Program naprawczy przyjęty. Jest rok na decyzję o losach Młodzieżowego Domu Kultury w Kluczborku
Co dalej z Młodzieżowym Domem Kultury w Kluczborku? Rada Powiatu Kluczborskiego przyjęła uchwałę dotyczącą programu naprawczego, a jeden z punktów mówi o likwidacji MDK-u. Na popołudniową sesję przyszło około stu uczestników zajęć i rodziców, aby wyrazić sprzeciw.
Zdaniem Piotra Pośpiecha, byłego starosty, a dziś radnego Polskiego Stronnictwa Ludowego, program naprawczy nie uzasadnia się ekonomicznie.
- Łączne zadłużenie powiatu ma wzrosnąć w tym roku do prawie 114 milionów złotych i być spłacane przez 20 lat. To pochłonie właśnie wspomniane 114 milionów, czyli my oszczędzamy poprzez zadłużanie. Jestem zaskoczony i bardzo dumny ze względu na poruszenie wokół sprawy Młodzieżowego Domu Kultury. Udało się zebrać ponad 1800 podpisów sprzeciwu w trzy dni, a do tego obecność dzieciaków na sali - mnie topi się serce.
Rafał Neugebauer, wicestarosta kluczborski, uważa, że na sesji doszło do niepotrzebnego zamieszania, bo losy MDK-u nie są przesądzone.

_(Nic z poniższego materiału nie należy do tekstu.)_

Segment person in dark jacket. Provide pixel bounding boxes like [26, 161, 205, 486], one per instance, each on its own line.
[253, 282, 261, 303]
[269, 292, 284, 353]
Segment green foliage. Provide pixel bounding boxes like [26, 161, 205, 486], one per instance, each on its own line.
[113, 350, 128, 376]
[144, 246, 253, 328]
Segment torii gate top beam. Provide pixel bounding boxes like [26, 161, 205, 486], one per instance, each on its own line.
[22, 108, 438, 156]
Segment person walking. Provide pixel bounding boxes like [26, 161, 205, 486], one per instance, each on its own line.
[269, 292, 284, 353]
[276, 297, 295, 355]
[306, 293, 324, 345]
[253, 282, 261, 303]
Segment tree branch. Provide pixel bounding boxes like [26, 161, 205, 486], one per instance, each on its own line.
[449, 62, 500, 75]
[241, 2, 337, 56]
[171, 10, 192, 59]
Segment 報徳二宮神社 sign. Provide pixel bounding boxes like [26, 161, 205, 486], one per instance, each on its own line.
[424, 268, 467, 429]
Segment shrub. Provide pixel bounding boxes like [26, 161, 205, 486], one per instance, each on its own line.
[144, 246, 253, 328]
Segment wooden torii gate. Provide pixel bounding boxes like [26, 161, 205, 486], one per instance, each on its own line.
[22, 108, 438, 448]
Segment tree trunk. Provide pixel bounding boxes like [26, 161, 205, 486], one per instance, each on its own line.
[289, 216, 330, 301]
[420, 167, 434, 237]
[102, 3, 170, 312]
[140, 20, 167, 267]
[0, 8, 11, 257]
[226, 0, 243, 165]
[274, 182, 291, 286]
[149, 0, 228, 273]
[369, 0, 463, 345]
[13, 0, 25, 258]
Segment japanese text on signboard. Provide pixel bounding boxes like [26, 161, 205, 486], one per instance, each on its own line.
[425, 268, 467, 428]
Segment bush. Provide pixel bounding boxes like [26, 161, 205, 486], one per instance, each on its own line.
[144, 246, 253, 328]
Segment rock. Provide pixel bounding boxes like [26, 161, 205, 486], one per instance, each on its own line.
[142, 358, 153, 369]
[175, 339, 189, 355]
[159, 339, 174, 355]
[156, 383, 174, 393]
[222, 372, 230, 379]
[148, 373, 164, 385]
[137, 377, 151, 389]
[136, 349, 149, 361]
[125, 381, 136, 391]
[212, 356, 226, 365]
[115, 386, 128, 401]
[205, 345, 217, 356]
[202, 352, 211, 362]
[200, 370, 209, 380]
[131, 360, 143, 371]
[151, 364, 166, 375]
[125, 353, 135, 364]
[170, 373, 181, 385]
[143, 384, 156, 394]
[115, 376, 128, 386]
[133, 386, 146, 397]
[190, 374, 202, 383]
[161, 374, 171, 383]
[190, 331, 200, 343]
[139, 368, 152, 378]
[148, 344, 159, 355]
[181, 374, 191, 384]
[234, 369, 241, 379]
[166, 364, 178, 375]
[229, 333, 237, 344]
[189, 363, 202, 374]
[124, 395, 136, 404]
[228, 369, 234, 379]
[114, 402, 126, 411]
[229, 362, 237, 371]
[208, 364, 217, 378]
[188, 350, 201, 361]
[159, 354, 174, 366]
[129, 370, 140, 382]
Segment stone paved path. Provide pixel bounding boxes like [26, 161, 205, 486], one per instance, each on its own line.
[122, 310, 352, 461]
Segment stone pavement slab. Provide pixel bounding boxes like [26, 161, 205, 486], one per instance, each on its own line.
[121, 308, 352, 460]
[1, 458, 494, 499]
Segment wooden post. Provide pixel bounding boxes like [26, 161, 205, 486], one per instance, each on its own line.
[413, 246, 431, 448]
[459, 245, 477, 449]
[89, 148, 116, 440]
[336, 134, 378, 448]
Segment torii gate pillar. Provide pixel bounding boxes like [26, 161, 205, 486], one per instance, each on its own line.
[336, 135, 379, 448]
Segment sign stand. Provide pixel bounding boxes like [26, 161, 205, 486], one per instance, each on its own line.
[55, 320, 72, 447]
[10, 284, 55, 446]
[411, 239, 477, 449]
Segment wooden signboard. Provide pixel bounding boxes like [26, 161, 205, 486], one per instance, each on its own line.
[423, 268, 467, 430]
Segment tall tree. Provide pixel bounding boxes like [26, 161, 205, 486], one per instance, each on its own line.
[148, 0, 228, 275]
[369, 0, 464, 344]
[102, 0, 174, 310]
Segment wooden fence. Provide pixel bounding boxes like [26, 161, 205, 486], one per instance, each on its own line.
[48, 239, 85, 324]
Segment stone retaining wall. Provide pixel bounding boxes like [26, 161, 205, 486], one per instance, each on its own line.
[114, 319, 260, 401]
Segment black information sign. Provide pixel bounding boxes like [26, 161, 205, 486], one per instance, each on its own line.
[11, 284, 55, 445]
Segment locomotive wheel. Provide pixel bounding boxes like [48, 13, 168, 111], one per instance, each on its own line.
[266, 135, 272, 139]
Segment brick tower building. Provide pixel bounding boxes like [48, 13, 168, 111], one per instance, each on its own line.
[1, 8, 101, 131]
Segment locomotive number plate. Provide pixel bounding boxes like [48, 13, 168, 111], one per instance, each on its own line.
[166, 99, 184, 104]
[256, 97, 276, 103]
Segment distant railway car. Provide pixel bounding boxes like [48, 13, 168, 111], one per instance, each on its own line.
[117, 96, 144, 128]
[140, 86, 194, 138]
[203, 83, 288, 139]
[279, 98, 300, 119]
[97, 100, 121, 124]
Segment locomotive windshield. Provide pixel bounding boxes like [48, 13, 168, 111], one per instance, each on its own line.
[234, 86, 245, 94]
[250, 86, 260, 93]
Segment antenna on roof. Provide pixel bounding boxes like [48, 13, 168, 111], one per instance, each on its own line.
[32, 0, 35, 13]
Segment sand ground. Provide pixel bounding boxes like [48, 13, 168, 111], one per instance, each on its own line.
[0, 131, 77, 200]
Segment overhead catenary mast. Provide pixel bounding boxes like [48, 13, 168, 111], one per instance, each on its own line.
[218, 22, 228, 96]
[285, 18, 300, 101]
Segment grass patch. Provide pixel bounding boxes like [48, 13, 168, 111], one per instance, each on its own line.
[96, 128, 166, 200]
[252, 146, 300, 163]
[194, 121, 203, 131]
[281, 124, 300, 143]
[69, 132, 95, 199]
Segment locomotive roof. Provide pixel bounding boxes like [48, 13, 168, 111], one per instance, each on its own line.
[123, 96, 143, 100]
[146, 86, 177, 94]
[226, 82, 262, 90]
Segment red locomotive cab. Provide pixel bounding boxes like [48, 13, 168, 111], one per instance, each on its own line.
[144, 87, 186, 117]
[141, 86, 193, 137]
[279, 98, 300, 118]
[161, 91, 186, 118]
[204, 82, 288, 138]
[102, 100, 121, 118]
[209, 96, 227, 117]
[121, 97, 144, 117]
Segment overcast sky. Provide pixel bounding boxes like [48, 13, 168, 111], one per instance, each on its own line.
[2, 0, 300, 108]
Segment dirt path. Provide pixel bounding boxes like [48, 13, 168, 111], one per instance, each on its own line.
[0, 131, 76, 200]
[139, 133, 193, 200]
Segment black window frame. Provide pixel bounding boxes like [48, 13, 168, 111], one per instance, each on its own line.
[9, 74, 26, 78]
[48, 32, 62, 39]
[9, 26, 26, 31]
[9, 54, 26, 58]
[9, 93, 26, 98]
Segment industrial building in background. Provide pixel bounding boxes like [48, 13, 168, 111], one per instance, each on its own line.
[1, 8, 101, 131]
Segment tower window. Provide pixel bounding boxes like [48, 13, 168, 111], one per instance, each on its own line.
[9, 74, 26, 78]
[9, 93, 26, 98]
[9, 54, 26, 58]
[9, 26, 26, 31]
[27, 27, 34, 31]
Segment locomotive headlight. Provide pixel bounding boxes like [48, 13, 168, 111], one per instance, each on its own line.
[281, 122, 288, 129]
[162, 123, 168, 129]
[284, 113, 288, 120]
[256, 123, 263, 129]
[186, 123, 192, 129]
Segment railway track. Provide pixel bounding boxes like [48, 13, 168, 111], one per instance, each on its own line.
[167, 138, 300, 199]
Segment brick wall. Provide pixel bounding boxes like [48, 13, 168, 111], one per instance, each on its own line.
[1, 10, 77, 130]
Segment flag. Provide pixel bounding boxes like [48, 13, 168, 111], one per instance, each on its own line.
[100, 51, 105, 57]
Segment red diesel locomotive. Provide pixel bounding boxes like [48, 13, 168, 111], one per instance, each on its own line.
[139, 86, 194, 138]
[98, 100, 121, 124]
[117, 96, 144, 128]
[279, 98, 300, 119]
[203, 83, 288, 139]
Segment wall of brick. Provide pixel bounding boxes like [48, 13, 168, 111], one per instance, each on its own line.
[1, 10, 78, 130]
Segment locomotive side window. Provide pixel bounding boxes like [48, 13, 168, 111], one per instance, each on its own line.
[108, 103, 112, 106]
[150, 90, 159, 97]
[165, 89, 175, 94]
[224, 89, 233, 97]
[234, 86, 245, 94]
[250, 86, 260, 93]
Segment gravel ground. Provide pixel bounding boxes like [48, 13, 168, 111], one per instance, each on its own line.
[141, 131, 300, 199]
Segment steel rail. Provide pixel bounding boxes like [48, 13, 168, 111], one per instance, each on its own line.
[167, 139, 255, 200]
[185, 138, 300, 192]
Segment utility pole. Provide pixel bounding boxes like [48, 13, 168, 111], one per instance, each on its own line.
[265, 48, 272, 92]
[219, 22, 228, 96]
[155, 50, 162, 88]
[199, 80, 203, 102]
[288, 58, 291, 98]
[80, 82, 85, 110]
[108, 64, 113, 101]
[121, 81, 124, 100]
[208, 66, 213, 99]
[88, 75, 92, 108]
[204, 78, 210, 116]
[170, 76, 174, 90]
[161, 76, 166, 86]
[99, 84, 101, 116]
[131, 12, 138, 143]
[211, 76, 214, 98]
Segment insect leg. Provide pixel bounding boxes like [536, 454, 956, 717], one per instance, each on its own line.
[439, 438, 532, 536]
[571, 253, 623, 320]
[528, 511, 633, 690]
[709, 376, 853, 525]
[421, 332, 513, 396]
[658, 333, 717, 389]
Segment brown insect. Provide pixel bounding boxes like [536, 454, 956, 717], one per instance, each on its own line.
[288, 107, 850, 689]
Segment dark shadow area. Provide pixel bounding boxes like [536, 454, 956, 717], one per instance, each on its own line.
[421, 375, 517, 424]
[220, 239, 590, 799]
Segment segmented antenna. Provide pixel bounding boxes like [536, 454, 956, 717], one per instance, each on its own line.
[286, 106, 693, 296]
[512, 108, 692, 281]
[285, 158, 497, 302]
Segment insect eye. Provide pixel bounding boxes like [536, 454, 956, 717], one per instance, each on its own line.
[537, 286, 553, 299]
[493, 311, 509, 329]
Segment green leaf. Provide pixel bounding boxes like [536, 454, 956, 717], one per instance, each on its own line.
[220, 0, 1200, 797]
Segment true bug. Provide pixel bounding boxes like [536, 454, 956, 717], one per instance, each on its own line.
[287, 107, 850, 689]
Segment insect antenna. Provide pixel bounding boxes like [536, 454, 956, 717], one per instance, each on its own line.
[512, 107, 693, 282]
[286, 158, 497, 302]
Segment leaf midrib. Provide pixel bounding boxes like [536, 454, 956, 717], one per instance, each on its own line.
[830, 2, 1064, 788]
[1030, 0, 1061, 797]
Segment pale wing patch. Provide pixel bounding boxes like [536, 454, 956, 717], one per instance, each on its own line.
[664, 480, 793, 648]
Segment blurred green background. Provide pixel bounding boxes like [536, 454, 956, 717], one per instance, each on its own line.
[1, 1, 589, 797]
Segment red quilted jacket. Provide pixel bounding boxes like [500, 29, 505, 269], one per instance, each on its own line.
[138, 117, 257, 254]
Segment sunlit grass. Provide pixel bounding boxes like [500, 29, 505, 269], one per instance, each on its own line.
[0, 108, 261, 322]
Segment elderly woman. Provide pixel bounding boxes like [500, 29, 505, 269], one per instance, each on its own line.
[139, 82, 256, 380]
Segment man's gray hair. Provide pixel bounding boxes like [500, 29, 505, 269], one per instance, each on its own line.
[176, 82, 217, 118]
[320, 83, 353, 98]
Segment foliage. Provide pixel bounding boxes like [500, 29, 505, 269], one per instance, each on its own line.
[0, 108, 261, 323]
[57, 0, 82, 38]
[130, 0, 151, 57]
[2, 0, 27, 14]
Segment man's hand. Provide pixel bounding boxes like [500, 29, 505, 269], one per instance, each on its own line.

- Zarząd powiatu i rada powiatu ma czas do lutego 2020 roku, aby podjąć uchwałę o likwidacji. Będziemy nad tym procedować, zastanawiać się, szukać różnych argumentów oraz pomysłów, aby na pewno dzieciaki z naszego powiatu nie ucierpiały na obecnych wydarzeniach.
Z kolei Damian Buła, radny Prawa i Sprawiedliwości, ocenia, że w dyskusji pojawiły się niepotrzebne wycieczki personalne. - Denerwuje mnie wciąganie w to dzieci - dodaje.
- My, jako radni, dostaliśmy zbyt mało czasu na zapoznanie się z programem naprawczym i podjęcie właściwej decyzji. Otrzymaliśmy materiały kilka dni temu, więc wstrzymuję się w tej sprawie. Nie podoba mi się likwidacja Młodzieżowego Domu Kultury - uważam, że można przyjąć inne rozwiązania i na pewno potrzeba czasu do dyskusji. Musimy pochylić się nad tym problemem.
Zgodnie z planem na dziś, Młodzieżowy Dom Kultury ma zostać połączony z Kluczborskim Domem Kultury. Nową instytucją kultury miałaby zarządzać gmina przy wsparciu finansowym powiatu.